Thiem has lost his last three matches, including a first-round defeat to Pablo Andujar at the French Open, and has an overall 9-8 win-loss record for the year.

World number five Thiem confirmed, however, that he intends to play Wimbledon, which begins on June 28, and will then focus on getting in the best possible shape for his grand slam title defence at Flushing Meadows.

Nadal said earlier on Thursday that he would play neither Wimbledon nor the Olympics, where the tennis tournament starts on July 24, because he wished to recover from his clay-court season efforts.

Women's tour superstar Naomi Osaka has elected to miss Wimbledon but said on Thursday she would represent Japan at her home Olympics.

Thiem revealed his Olympics decision in a statement posted on his Twitter page, saying: "After talking with my team and analysing the situation I have taken the very difficult decision to withdraw from competing in the Tokyo Olympics.

"For me, like all athletes, taking part in the Olympics and representing my country is a huge honour and that makes this decision even tougher. However, 2021 did not start as expected and I don't feel ready to play my best in Tokyo.

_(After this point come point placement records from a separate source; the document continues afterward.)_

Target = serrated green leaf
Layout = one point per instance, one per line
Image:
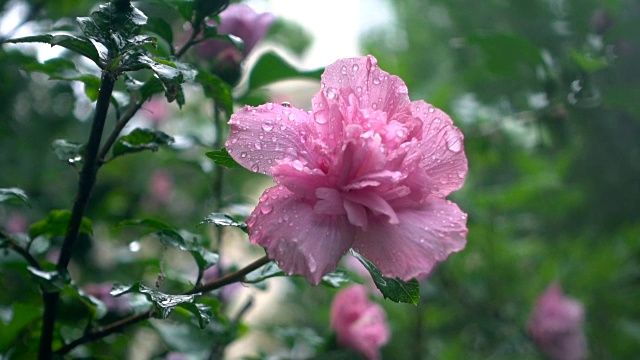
(221, 157)
(219, 219)
(68, 151)
(14, 194)
(217, 89)
(56, 223)
(393, 289)
(79, 45)
(588, 63)
(139, 140)
(336, 279)
(271, 68)
(266, 272)
(162, 28)
(50, 281)
(165, 303)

"These last two weeks I have been training hard – and I’m starting to improve my conditioning and concentration little by little. My goal is to work hard the coming weeks, give my best at Wimbledon and keep training and hopefully defend my US Open title.

"I wish the entire Austrian team traveling to Tokyo all the best. I am young and I hope to be able to play for Austria at the Olympics in Paris 2024."

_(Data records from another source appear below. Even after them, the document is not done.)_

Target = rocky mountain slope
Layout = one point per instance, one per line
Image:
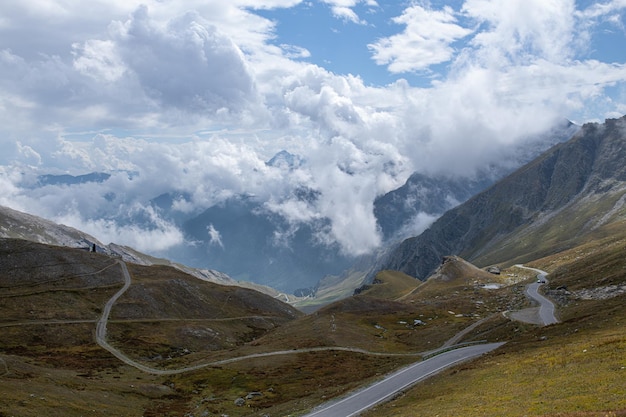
(546, 206)
(18, 225)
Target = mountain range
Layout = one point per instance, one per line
(179, 345)
(546, 206)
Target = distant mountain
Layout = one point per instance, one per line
(546, 206)
(66, 179)
(18, 225)
(284, 159)
(404, 212)
(250, 243)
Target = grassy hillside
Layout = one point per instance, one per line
(51, 297)
(576, 368)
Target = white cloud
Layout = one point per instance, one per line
(196, 99)
(344, 9)
(215, 238)
(426, 40)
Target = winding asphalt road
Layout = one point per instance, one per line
(546, 307)
(349, 406)
(392, 384)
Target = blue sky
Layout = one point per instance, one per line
(194, 96)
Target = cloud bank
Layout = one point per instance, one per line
(197, 99)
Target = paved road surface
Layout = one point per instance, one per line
(546, 307)
(392, 384)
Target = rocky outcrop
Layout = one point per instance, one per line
(487, 228)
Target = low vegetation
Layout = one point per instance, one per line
(50, 364)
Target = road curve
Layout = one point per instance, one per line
(546, 307)
(396, 382)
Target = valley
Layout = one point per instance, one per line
(115, 332)
(285, 368)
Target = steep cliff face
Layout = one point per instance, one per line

Top seed Matteo Berrettini beat Andy Murray to reach the quarter-finals at Queen's Club and Ugo Humbert upset Alexander Zverev at the Halle Open on Thursday.

Murray, a five-time champion at Queen's, was beaten 6-3 6-3 by Italian Berrettini as the three-time grand slam champion struggled a day on from being given a Wimbledon wildcard.

The former world number one beat Benoit Paire in his first ATP Tour singles match since March on Tuesday, but the 34-year-old revealed he is still being troubled by a groin injury after his loss to Berrettini and knows he must raise his game.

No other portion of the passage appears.